De Afdeling overweegt voorts dat de aan de percelen van appellant toegekende bestemming niet voorziet in de realisering van aangewezen bouwplannen als bedoeld in artikel 6.2.1 van het Bro. Gelet hierop en in aanmerking genomen dat het exploitatiegebied niet gelijk hoeft te zijn aan het gebied waarop het bestemmingsplan betrekking heeft, is niet aannemelijk dat, indien de deelraad wel tot het vaststellen van een exploitatieplan zou zijn overgegaan, de percelen van appellant daarin zouden zijn opgenomen als uitgeefbare grond die wordt betrokken in het kostenverhaal en de kostenverevening. Daarbij komt dat er ook geen aanwijzingen bestaan dat op deze percelen werken en werkzaamheden inzake bouwrijp maken, aanleg van nutsvoorzieningen of inrichting van openbaar gebied zullen worden uitgevoerd, waarvoor eisen of regels als bedoeld in artikel 6.13, tweede lid, onder b en c, van de Wro zouden moeten worden vastgesteld.

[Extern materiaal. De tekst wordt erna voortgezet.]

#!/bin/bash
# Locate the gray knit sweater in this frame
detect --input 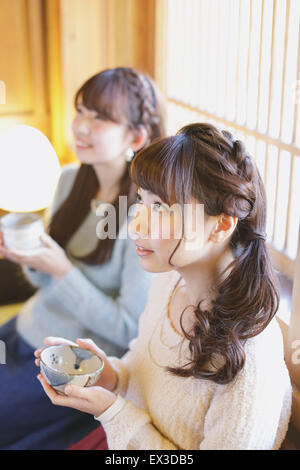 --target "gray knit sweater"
[17,165,153,357]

Gelet op het voorgaande zou appellant niet kunnen worden aangemerkt als belanghebbenden bij de vaststelling van een exploitatieplan. Derhalve kan hij evenmin worden aangemerkt als belanghebbenden bij het niet vaststellen van delen van een exploitatieplan als bedoeld in artikel 6.13, eerste lid, van de Wro. Hun beroepen zijn in zoverre niet-ontvankelijk.
ABRS 31-7/13 inzake Amsterdam (RVS:2013:575).
Noot: exploitatiegebied hoeft inderdaad niet gelijk te zijn aan bestemmingsplan en de Afdeling acht het niet aannemelijk dat, als er wel een exploitatieplan zou zijn vastgesteld, het perceel van appellant daarin zou zijn begrepen. Een niet echt gemakkelijk te hanteren criterium.